岸川さんには、番組以外にも色々とチャンスを頂いた。プロのミュージシャンの前座の話だ。チューリップ、ダウンタウン・ブギウギ・バンド、グレープ等だ。その他にも、サンハウス、めんたんぴん、センチメンタル・シティ・ロマンスといったバンドの前座もやった。夢はふくらむばかりだったが高校卒業を機に、就職する人、進学する人でバンドは自然消滅した。それでもプロへの熱は冷めず、アルバイトを転々とし曲を書き続け、再度バンド結成を目指しチャンスを待ち続けた。その間に、2度程、東京からのオファーがあったが、どれもバンドではなくソロでのお誘いだった。どうしてもバンドで上京したいという憧れが強かったので、体よくお断りしていたら、そういう話はパッタリと来なくなった。
17才から約2年間、地元の本格的なイタリアン・レストランで働くようになった。45年程前の話だから、今のようにピザの宅配も、イタメシという言葉もない時代に、イタリアで修行したマスターがやっていた店だった。毎日、カンツォーネが流れる店だったので、ある時マスターに、「サンハウスば、かけてよかですか?」と聞いたら、お客さんがいない休憩時間のみ許された。給料日になると、レコード屋へ通った。その頃は、店員さんがよく新しく入ったばかりのレコードを聞かせてくれ、色々と説明もしてくれた。トム・ウェイツを知ったのもそのおかげだった。彼の3枚目の“スモール・チェンジ”を良く聞いた。その中の一曲 I Wish I Was in New Orleansという歌は、“俺もニューオーリンズに行って、早くいっぱしのシンガーになりてぇーな”という内容だが、New Orleansを東京に置き換えて、自分で口ずさんでいたら、何処か涙が出てきた。
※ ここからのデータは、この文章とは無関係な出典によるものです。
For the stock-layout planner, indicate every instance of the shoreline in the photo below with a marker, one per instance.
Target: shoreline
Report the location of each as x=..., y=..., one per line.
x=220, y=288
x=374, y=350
毎日働く厨房の中で、いつしか身体に染み込んだニンニクやオリーブオイルの臭いが、狭いアパートの中にまで漂うような日々が続いた。そんなある日、トム・ウェイツ初来日との情報を耳にした。マスターに「トム・ウェイツば、見に行ってよかですか?」と聞くと、快く早番に回してくれた。ライナーノーツで彼も昔、ピザ屋で働いていたと知っていたので、プレゼント用に自分でピザを2枚焼き、博多の会場へ向った。会場に着くと、知り合いのイヴェンターさんだったので「トム本人に渡してくれ」と預けた。LIVEは最高だった。何とか一目会いたいと、終演後ホールの出口で待っていたら、先程のスタッフに「もう、先に帰ったよ」と言われ、「で、ピザは?」と聞いたら、「あぁ、ゴメン、ゴメン、俺達で食っちゃった」とあっけなかった。